Regulatory Affairs Jobs | Teva is Hiring | Apply Now
Looking for high-growth Regulatory Affairs jobs in the pharmaceutical industry? A promising Teva Career opportunity is now open for life science professionals in Navi Mumbai. If you are searching for stable and globally recognized life science jobs in regulatory publishing and submission management, this role could be your gateway into international pharmaceutical compliance.

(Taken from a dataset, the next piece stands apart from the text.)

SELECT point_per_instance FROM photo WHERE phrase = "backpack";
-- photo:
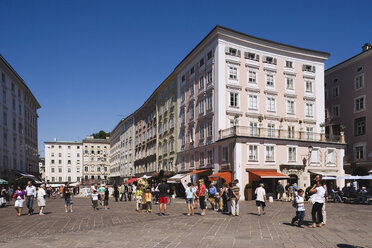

- Job Title: Regulatory Affairs Associate I – RA Publishing
- Location: Navi Mumbai, Maharashtra, India (400706)
- Job ID: 66406
About the Company
Teva Pharmaceuticals is a leading global biopharmaceutical company known for its strong generics portfolio and innovative medicines across neuroscience and immunology. With a presence worldwide, Teva focuses on delivering high-quality medicines while fostering a collaborative and inclusive workplace culture. This Teva Career opportunity allows professionals to contribute to global regulatory submissions across the EU, US, and Canada markets.
Key Responsibilities
- Publish and dispatch major and complex routine/lifecycle management eCTD submission projects for EU, US, and Canada.
- Exposure in handling post approval submissions publishing and transmitting quality submissions to agency.
- Perform document level publishing activities, troubleshoot document issues and perform quality control checks for submission ready documents as per the agency guidance.
- Collaborate with scientific personnel for planning, preparation, and publishing.
- Maintain working knowledge of internal and external publishing standards.
- Basic knowledge of ICH and eCTD related specification/guidelines governing regulatory submissions (eCTD, NeeS, paper).
- Must be aware of technical systems like Global Insight, Veeva Vault, ISI Toolbox, Adobe Acrobat, Lorenz Validator.
Your Experience and Qualifications
- Master’s in Life Sciences.
- Total years of experience required for the role: 1-3 years (if any, preferred Regulatory Publishing experience in EU and US market).
Skills
- Command over spoken and written English.
- Sensitivity to the cultural diversity of a global organization.
- Good understanding of regulatory IT systems.
If you are actively seeking Regulatory Affairs jobs in a global pharmaceutical company, this Teva Career opportunity offers strong exposure to international regulatory publishing standards. Among competitive life science jobs, this position provides structured learning, compliance expertise, and career growth in global regulatory submission management.